Творческие пути поэтов не одинаковы. Мы знаем поэтов одной (или почти одной) книги, как Сергей Городецкий, да, в сущности, и Маяковский, давший только первые замечательные сборники, позднее затопленные Ниагарой халтуры. Знаем гениальную позднюю лирику Тютчева. Знаем вечно-юно-старческого Сологуба. Не будем перечислять. Примеры разнообразности путей поэтов многочисленны. Творческий путь Георгия Иванова достаточно своеобразен. Уже будучи законченным мастером, он сжег почти все «чему поклонялся» и пошел путем новых исканий. Былая петербургская поэзия Иванова, эта вещная, предметная лирика («дух мелочей прелестных и воздушных») была поэзией только «своего круга» и за него не выходила. Это, если хотите, был своего рода «социальный заказ» того литературно-эстетического круга, к которому принадлежал поэт. Правда, уже тогда Иванов достигал более совершенного, чем многие из его сверстников в «Аполлоне» и в «Цехе поэтов».
Холодеет осеннее солнце и листвой пожелтевшей играет,
Колыхаются легкие ветки в синеватом вечернем дыму —
Это молодость наша уходит, это наша любовь умирает,
Улыбаясь прекрасному миру и не веря уже ничему.
Пришла революция. Георгий Иванов ушел из России на Запад. С чем он сюда пришел? Все еще с той же петербургской лирикой. В 1921 году он выпускает «Сады», в 1931-м «Розы». Это одно из лучшего, что было в «Цехе поэтов», под вывеской которого с Гумилевым, Ахматовой, Мандельштамом стоял молодой Георгий Иванов.
И разве мог бы я, о, посуди сама,
В твои глаза взглянуть и не сойти с ума.
Но уже в «Розах» в привычную акмеистическую музыку вступают еще смутно различимые, но уже меняющие и ритм, и мелодию, новые мотивы. Оказывается, привезенная на Запад кислородная подушка «петербургского воздуха» протерлась и не годится. «Музыка мне больше не нужна. — Музыка мне больше не слышна». — «Но настоящих слов мы не находим, — А приблизительных мы больше не хотим».
Да, я еще живу.
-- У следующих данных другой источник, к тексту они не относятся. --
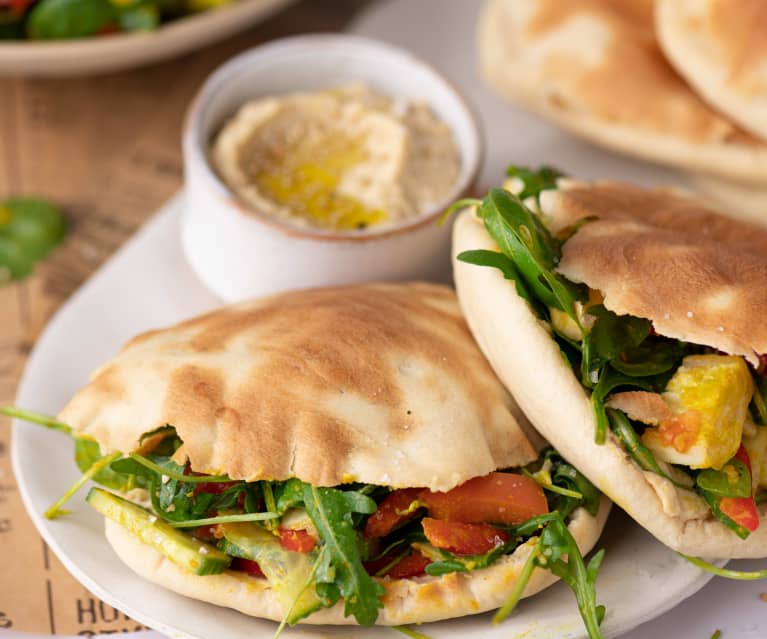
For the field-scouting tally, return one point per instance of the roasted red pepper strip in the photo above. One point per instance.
(502, 498)
(248, 566)
(296, 540)
(463, 539)
(742, 510)
(411, 565)
(390, 513)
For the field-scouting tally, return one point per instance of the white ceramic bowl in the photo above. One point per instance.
(240, 253)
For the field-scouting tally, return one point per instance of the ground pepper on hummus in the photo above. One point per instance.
(340, 159)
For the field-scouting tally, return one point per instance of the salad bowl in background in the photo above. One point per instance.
(118, 51)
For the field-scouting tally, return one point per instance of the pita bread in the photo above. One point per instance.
(529, 362)
(594, 68)
(416, 600)
(697, 275)
(380, 382)
(328, 385)
(745, 202)
(720, 47)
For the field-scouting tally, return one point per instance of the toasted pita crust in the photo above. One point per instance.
(746, 202)
(658, 254)
(720, 47)
(421, 599)
(381, 384)
(594, 68)
(529, 362)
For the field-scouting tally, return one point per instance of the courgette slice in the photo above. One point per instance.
(181, 548)
(288, 573)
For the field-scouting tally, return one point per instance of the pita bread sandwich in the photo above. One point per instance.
(594, 68)
(331, 456)
(720, 47)
(629, 325)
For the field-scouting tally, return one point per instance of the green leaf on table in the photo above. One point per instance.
(29, 229)
(64, 19)
(343, 573)
(142, 17)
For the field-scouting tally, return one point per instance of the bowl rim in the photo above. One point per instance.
(471, 155)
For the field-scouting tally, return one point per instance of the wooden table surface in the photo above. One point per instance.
(106, 149)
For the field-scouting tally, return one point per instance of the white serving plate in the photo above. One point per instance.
(119, 51)
(148, 284)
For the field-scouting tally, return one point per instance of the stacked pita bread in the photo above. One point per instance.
(380, 384)
(595, 68)
(747, 202)
(720, 47)
(653, 254)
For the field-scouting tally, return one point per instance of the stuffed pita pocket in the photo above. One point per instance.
(329, 456)
(628, 324)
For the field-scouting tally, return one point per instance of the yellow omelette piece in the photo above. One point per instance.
(709, 397)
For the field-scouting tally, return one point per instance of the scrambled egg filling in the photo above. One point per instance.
(709, 397)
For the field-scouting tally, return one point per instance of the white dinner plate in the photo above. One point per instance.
(148, 284)
(119, 51)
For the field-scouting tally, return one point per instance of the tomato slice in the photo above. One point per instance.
(463, 539)
(742, 510)
(502, 498)
(411, 566)
(247, 566)
(390, 512)
(296, 540)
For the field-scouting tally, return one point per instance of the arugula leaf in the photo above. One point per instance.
(87, 453)
(343, 574)
(498, 260)
(570, 488)
(609, 380)
(569, 477)
(522, 237)
(733, 480)
(610, 336)
(632, 444)
(654, 356)
(36, 418)
(533, 182)
(555, 543)
(713, 503)
(759, 401)
(738, 575)
(445, 562)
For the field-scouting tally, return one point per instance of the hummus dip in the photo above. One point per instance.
(339, 159)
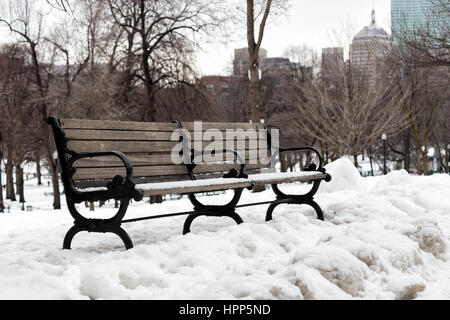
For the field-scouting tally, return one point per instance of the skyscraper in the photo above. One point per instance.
(241, 62)
(368, 47)
(407, 15)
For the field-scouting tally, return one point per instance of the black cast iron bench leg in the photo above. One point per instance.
(226, 210)
(112, 225)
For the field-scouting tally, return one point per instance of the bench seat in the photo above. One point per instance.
(127, 160)
(215, 184)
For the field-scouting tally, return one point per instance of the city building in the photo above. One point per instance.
(241, 63)
(408, 15)
(275, 66)
(368, 48)
(217, 85)
(332, 59)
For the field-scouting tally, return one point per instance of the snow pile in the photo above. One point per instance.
(344, 176)
(385, 237)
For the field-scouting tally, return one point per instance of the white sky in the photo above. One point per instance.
(308, 22)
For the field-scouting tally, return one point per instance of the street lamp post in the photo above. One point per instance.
(448, 158)
(384, 137)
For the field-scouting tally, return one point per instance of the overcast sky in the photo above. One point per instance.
(308, 22)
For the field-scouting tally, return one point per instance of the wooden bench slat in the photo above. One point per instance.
(140, 146)
(148, 171)
(116, 125)
(89, 134)
(224, 184)
(223, 125)
(151, 160)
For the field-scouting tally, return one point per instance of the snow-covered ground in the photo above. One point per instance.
(385, 237)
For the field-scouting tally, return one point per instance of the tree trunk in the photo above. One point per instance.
(355, 160)
(19, 183)
(2, 207)
(425, 163)
(407, 147)
(10, 182)
(38, 170)
(371, 165)
(56, 194)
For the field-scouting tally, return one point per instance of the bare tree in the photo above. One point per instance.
(25, 21)
(350, 115)
(427, 43)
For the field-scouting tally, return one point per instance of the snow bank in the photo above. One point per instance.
(344, 176)
(385, 237)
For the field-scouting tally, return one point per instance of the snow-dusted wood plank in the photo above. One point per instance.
(228, 183)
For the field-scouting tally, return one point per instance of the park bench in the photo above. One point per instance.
(124, 160)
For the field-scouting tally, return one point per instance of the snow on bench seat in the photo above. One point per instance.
(202, 185)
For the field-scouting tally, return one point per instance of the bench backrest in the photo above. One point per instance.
(149, 145)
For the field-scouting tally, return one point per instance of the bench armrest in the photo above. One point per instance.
(117, 186)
Но что мне в том,
Когда я больше не имею власти
Соединить в создании одном
Прекрасного разрозненные части.
И «Отплытие на остров Цитеру», сборник, выпущенный в 1937 году, явно обнаружил свое тематическое и музыкальное неединство. Лучшие образцы прежней петербургской лирики («От синих звезд, которым дела нет — До глаз на них глядящих с упованьем») механически, руками переплетчика, вынуждались жить вместе со стихами совершенно иной темы и иного музыкально-ритмического тона, порой даже им враждебного, как, например, интересное экзистенциальное стихотворение, в свое время вызвавшее у многих недоумение:
Хорошо, что нет царя.
Хорошо, что нет России.
Хорошо, что Бога нет.
Только желтая заря,
Только звезды ледяные,
Только миллионы лет.
Хорошо — что никого.
Хорошо — что ничего.
Так черно и так мертво,
Что мертвее быть не может
И чернее не бывать,
Что никто нам не поможет
И не надо помогать.
Впервые в «Отплытии на остров Цитеру» Георгий Иванов приглашает прекрасную музу Полигимнию сойти с многовекового постамента и предпринять с ним рискованное путешествие. Он выводит ее из музея на современную улицу. Куда? Адрес пристани неизвестен. «Лунатик в пустоту глядит – Сиянье им руководит – Чернеет гибель снизу. — И даже угадать нельзя — Куда он движется, скользя, — По лунному карнизу». Это приглашение музы на казнь современным искусством.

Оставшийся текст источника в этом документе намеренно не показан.